The governor’s wild ploy
The tactic is wrong but the goal is good
It’s an indication of just how insane the battle over the state budget has become that Gov. Arnold Schwarzenegger has ordered that the pay of all state employees—with a few exceptions—be dialed back to minimum wage, $7.75 per hour. If it’s carried out, the order will affect more than 200,000 innocent people, putting in jeopardy their mortgages, car payments, kids’ college tuition, even their ability to put food on the table.
The governor’s move is a ploy, of course. He’s using blunt force to coerce state employees’ unions into agreeing to concessions at the bargaining table. He’s already convinced six unions to agree to such concessions, and this is how he’s going after the others. It’s a heck of a way to run a state.
That’s not to say the concessions he’s seeking aren’t reasonable. They won’t have much short-term effect, but in the long run a readjustment of pension benefits is necessary. California has been too generous with its defined-benefit pension plans, far outstripping the private sector, where most people are reliant on largely self-financed 401(k) plans.
The six unions that have negotiated new contracts have agreed to extend the retirement age for new hires from 55 to 60 (from 50 to 55 for the Highway Patrol) and pay 10 percent instead of 5 percent toward their pensions. They will still enjoy some of the best benefits available today.
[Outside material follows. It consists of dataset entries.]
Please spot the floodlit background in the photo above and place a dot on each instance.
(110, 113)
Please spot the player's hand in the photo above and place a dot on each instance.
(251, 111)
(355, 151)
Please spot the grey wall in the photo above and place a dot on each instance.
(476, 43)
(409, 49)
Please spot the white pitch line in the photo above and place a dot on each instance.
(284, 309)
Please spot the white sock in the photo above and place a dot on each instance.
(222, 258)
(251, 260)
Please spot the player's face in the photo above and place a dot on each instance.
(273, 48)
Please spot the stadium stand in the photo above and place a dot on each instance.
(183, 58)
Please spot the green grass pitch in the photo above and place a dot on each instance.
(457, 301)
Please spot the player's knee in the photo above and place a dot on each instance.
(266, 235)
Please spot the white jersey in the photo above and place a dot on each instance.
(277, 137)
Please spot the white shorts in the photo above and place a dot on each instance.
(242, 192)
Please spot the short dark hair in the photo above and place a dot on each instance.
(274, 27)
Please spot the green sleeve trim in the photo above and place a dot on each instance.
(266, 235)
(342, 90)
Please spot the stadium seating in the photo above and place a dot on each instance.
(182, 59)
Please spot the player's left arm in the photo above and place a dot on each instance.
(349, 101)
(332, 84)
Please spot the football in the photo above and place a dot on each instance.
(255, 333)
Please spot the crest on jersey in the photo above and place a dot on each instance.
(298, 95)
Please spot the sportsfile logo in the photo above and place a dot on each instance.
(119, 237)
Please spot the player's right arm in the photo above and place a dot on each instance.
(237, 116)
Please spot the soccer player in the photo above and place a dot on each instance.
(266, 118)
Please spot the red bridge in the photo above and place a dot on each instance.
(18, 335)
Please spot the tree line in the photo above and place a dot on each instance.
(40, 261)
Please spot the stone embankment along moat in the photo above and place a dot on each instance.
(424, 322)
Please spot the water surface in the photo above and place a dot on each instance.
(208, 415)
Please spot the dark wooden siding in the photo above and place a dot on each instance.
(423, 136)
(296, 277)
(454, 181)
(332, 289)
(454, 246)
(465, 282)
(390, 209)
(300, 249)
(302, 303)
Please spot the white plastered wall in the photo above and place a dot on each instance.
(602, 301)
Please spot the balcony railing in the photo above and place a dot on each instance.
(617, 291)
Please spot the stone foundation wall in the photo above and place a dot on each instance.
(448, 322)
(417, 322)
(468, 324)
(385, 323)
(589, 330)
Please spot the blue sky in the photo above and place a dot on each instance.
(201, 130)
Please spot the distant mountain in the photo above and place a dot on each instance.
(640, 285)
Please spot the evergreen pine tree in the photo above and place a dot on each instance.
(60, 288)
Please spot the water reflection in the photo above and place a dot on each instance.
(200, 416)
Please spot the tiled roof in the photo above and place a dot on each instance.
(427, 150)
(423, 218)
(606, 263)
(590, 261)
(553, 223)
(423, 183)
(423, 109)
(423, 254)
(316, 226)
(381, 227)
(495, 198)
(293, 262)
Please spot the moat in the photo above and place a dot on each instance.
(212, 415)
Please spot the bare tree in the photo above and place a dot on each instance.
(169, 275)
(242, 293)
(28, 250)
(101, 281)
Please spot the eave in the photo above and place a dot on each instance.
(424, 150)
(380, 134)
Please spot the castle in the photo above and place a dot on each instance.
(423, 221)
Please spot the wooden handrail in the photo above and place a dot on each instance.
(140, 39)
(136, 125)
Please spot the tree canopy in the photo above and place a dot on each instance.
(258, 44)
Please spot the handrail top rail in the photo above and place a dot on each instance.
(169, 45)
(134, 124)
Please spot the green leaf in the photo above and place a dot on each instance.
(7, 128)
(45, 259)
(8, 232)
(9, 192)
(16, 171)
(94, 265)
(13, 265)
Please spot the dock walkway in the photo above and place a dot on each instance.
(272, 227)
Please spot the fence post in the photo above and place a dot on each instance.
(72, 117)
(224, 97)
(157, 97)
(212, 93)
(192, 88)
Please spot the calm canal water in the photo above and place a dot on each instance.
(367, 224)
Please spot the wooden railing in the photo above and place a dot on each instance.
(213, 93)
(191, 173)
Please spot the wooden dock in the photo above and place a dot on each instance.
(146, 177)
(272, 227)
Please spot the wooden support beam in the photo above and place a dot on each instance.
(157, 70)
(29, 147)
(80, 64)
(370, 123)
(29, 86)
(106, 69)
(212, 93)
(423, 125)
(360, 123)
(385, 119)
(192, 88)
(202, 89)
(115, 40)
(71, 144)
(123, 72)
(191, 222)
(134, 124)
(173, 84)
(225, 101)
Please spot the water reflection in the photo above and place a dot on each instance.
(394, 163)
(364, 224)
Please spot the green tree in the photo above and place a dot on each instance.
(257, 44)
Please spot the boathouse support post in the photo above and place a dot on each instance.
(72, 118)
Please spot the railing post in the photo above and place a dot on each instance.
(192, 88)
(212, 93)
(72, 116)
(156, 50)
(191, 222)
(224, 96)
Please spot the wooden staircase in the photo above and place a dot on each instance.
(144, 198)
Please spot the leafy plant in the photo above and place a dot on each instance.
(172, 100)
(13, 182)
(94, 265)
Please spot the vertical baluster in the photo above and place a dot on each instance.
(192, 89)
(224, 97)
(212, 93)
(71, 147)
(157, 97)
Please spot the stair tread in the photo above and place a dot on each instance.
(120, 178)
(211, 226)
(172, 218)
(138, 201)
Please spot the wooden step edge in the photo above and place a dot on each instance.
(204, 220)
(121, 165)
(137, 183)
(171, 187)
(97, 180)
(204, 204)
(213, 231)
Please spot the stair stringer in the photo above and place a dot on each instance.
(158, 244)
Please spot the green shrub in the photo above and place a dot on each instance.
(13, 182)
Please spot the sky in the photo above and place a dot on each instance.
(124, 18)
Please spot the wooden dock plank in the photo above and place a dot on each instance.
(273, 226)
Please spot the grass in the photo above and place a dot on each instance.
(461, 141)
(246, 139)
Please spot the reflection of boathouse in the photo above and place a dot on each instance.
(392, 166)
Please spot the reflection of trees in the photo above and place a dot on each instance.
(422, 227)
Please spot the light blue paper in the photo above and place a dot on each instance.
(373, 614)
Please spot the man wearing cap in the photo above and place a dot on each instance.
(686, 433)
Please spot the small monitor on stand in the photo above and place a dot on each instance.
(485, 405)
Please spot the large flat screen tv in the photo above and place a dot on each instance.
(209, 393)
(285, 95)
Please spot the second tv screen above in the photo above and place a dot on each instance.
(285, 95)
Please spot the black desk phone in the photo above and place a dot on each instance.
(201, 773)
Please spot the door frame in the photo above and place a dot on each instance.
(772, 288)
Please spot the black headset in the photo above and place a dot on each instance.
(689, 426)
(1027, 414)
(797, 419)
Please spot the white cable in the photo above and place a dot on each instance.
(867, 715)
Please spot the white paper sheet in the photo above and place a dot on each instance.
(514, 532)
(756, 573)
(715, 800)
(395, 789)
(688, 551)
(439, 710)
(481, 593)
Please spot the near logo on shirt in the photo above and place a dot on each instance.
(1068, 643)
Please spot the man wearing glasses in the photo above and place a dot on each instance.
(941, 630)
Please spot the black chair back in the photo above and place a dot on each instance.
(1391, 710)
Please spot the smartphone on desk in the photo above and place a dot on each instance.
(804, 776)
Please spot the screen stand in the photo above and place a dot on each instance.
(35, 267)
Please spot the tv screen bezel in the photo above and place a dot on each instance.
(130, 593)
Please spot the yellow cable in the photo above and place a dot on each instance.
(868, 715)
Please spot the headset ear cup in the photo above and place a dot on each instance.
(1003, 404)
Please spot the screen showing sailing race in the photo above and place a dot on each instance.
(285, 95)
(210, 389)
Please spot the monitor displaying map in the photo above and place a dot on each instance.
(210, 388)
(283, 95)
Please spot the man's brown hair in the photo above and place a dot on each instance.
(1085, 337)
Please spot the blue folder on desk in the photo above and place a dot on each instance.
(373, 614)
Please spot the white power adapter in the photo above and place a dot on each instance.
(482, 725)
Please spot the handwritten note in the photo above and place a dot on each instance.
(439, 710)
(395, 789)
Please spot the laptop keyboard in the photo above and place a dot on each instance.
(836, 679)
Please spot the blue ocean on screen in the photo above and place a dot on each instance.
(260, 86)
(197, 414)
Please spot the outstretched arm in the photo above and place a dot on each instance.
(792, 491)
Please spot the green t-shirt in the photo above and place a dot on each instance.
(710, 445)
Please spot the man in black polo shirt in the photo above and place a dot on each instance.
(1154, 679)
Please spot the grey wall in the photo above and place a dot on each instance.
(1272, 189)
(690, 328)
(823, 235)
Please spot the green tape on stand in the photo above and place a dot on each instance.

State Controller John Chiang is refusing to implement the governor’s order, saying it’s against federal law and, besides, his office’s computer system can’t handle it. He’s appealing the court decision. But union leaders would be wise not to rely on Chiang. Recalcitrance on their part could boomerang, especially if Meg Whitman—who says she intends to cut 40,000 workers from the state payroll—becomes governor.